Verdachte bevond zich in de vroege avond van 12 december 2009 met een aantal leeftijdgenoten, onder wie aangever, op een plein in [plaats]. Zij kenden elkaar van school of buurt. Op enig moment heeft verdachte aangever (in zijn eigen woorden) "neergelegd" door onverwachts zijn been achter de benen van aangever te haken. Volgens de verklaring van verdachte en diverse getuigen moet deze handeling worden beschouwd als een aanzet tot een stoeipartij, zoals die wel vaker tussen hen plaatsvond. Aangever kwam als gevolg daarvan echter op een zodanig ongelukkige wijze ten val dat hij een breuk in zijn bovenarm, net onder de schouderkop, opliep. Hij heeft de dag daarop aangifte van mishandeling gedaan. Aan verdachte is ten laste gelegd primair zware mishandeling en subsidiair eenvoudige mishandeling met het strafverzwarende gevolg, zoals bedoeld in het tweede lid van artikel 300 van het Wetboek van Strafrecht.
Overeenkomstig de vordering van de advocaat-generaal acht het hof het primair ten laste gelegde niet bewezen, nu niet blijkt van enig opzet aan de zijde van verdachte op het toebrengen van (zwaar) lichamelijk letsel aan aangever.

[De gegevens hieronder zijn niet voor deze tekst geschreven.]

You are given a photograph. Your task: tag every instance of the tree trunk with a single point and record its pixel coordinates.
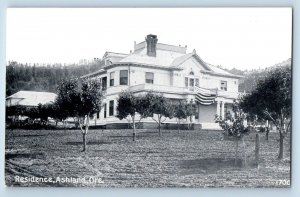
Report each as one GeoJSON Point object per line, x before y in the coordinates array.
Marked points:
{"type": "Point", "coordinates": [84, 141]}
{"type": "Point", "coordinates": [64, 125]}
{"type": "Point", "coordinates": [267, 134]}
{"type": "Point", "coordinates": [159, 132]}
{"type": "Point", "coordinates": [133, 121]}
{"type": "Point", "coordinates": [236, 151]}
{"type": "Point", "coordinates": [244, 147]}
{"type": "Point", "coordinates": [178, 125]}
{"type": "Point", "coordinates": [280, 156]}
{"type": "Point", "coordinates": [84, 133]}
{"type": "Point", "coordinates": [257, 145]}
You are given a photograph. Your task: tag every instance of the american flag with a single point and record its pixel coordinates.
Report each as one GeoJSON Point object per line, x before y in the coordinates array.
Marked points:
{"type": "Point", "coordinates": [205, 96]}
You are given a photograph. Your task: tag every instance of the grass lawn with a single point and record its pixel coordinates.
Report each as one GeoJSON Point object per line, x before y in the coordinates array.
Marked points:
{"type": "Point", "coordinates": [185, 159]}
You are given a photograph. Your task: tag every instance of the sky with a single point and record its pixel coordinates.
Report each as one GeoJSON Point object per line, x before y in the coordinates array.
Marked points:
{"type": "Point", "coordinates": [244, 38]}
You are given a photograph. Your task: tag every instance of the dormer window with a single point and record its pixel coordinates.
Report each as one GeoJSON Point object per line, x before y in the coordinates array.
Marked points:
{"type": "Point", "coordinates": [123, 77]}
{"type": "Point", "coordinates": [223, 85]}
{"type": "Point", "coordinates": [112, 79]}
{"type": "Point", "coordinates": [149, 77]}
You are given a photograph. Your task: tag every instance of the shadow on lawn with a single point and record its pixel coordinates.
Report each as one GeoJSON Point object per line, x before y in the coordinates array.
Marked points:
{"type": "Point", "coordinates": [88, 143]}
{"type": "Point", "coordinates": [210, 165]}
{"type": "Point", "coordinates": [37, 155]}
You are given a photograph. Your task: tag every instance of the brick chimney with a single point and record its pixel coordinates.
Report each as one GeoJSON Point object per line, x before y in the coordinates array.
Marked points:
{"type": "Point", "coordinates": [151, 41]}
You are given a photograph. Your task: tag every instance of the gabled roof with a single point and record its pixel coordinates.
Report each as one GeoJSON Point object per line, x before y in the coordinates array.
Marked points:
{"type": "Point", "coordinates": [169, 57]}
{"type": "Point", "coordinates": [33, 98]}
{"type": "Point", "coordinates": [93, 73]}
{"type": "Point", "coordinates": [163, 58]}
{"type": "Point", "coordinates": [180, 60]}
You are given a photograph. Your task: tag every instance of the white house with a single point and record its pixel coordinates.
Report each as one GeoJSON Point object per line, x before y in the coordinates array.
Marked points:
{"type": "Point", "coordinates": [170, 70]}
{"type": "Point", "coordinates": [30, 98]}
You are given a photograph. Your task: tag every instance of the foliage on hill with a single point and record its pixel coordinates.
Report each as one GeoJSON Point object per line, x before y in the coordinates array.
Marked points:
{"type": "Point", "coordinates": [252, 77]}
{"type": "Point", "coordinates": [41, 77]}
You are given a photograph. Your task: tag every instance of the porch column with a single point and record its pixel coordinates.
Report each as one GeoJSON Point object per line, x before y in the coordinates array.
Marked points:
{"type": "Point", "coordinates": [199, 112]}
{"type": "Point", "coordinates": [222, 109]}
{"type": "Point", "coordinates": [218, 108]}
{"type": "Point", "coordinates": [193, 116]}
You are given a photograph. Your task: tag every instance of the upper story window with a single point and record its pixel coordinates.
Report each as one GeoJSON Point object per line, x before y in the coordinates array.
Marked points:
{"type": "Point", "coordinates": [191, 82]}
{"type": "Point", "coordinates": [123, 77]}
{"type": "Point", "coordinates": [111, 108]}
{"type": "Point", "coordinates": [197, 82]}
{"type": "Point", "coordinates": [112, 79]}
{"type": "Point", "coordinates": [105, 106]}
{"type": "Point", "coordinates": [149, 77]}
{"type": "Point", "coordinates": [104, 83]}
{"type": "Point", "coordinates": [186, 82]}
{"type": "Point", "coordinates": [223, 85]}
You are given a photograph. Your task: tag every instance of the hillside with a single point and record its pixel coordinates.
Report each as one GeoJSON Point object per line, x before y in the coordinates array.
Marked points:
{"type": "Point", "coordinates": [41, 77]}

Anders dan de advocaat-generaal acht het hof het subsidiair ten laste gelegde evenmin bewezen. Vaststaat dat verdachte opzettelijk heeft gehandeld door onverwachts zijn been achter de benen van aangever te haken. Gelet op alle voorhanden zijnde verklaringen, beschouwd in onderling verband en samenhang, is het hof - mede bezien in het licht van de omstandigheid dat verdachte met dit beentje haken de aanzet tot een stoeipartij met aangever wilde geven - van oordeel dat de door aangever ten gevolge van dit voorval opgelopen breuk in zijn bovenarm moet worden aangemerkt als een ongelukkige samenloop van omstandigheden. Uit de beschreven gang van zaken, die heeft geleid tot de val van aangever en de daardoor ontstane bovenarmbreuk kan niet worden afgeleid, dat verdachte het opzet heeft gehad - ook niet in voorwaardelijke vorm - op het toebrengen van pijn en/of letsel. Derhalve kan verdachte strafrechtelijk niet verantwoordelijk worden gehouden voor dit voorval.
Gelet op het vorenstaande zal het hof verdachte vrijspreken van zowel het primair als het subsidiair ten laste gelegde.
De uitspraak
HET HOF,
RECHT DOENDE OP HET HOGER BEROEP:
vernietigt het vonnis, waarvan beroep, en opnieuw recht doende:
verklaart het verdachte primair en subsidiair ten laste gelegde niet bewezen en spreekt hem daarvan vrij;
Dit arrest is aldus gewezen door mr. A.J. Rietveld, voorzitter, mr. S.H. Wachter en mr. D.V.E.M. van der Wiel-Rammeloo, in tegenwoordigheid van J.B. Schwerzel als griffier.